Hans-Thomas Tillschneider ist einer, der sich davon nicht abschrecken lässt. Der AfD-Politiker wird vom Verfassungsschutz beobachtet, in Sachsen-Anhalt ist er stellvertretender Chef des AfD-Landesverbands – und ein geschätzter Name in rechtsextremen wie kremlfreundlichen Kreisen. Im September 2022 reiste er mit zwei anderen AfD-Landespolitikern nach Russland und wollte von dort aus in die besetzten Gebiete in der Ukraine.

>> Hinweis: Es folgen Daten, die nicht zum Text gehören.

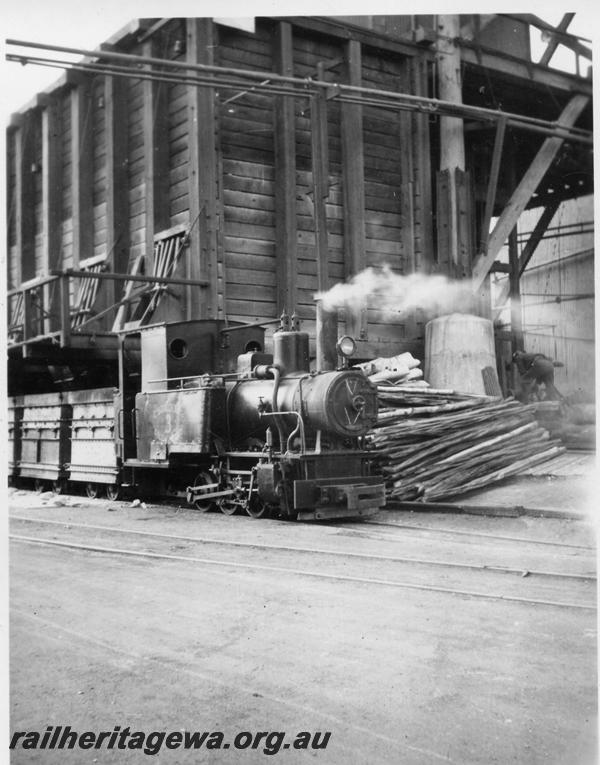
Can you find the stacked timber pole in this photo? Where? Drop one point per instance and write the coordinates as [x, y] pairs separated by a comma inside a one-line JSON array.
[[436, 444]]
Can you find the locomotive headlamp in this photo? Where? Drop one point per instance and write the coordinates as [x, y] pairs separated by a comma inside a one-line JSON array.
[[346, 346]]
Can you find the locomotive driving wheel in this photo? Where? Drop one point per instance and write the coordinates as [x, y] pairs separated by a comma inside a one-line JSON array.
[[59, 486], [113, 491], [256, 508], [92, 490], [238, 501], [204, 505]]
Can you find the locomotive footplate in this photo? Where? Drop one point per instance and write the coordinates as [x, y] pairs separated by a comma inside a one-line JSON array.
[[338, 497]]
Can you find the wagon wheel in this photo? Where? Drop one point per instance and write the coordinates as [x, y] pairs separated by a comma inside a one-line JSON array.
[[59, 486], [92, 490], [204, 505], [113, 492]]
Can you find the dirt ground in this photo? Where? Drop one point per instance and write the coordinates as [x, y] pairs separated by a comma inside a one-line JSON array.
[[395, 675]]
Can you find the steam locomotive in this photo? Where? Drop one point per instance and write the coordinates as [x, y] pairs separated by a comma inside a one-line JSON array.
[[202, 412]]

Das Vorhaben löste selbst in der eigenen Partei so viel Kritik aus, dass die drei die Reise abbrachen.
Am Samstag lautet Tillschneiders Reiseziel: Wagenknecht-Kundgebung, Berlin. "Ich nehme teil, weil diese Initiative im Kern richtig ist", so Tillschneider. Zwar würde er "den einen oder anderen Akzent" anders setzen, "aber das sind Marginalien".
Aber ist Tillschneider willkommen? In der Öffentlichkeit wurde in den vorangegangenen Tagen die Frage heiß diskutiert, ob die Demonstration auch für Rechte offenstehe und sich die Initiatoren der Demonstration stark genug nach rechts abgrenzten. Wagenknechts Ehemann Oskar Lafontaine, selbst ehemaliger Politiker der Linken, hatte in einem häufig geteilten Videointerview schließlich betont, dass alle willkommen seien, die für den Frieden seien. Eine "Gesinnungsprüfung" gebe es nicht. Nicht erwünscht seien allerdings Flaggen von "Reichsbürgern".
AfD-Rechtsaußen Tillschneider versteht das als explizite Einladung: "Ich begrüße auch, dass Oskar Lafontaine die rechten Kritiker dieser Initiative ausdrücklich eingeladen hat“, teilte er t-online mit.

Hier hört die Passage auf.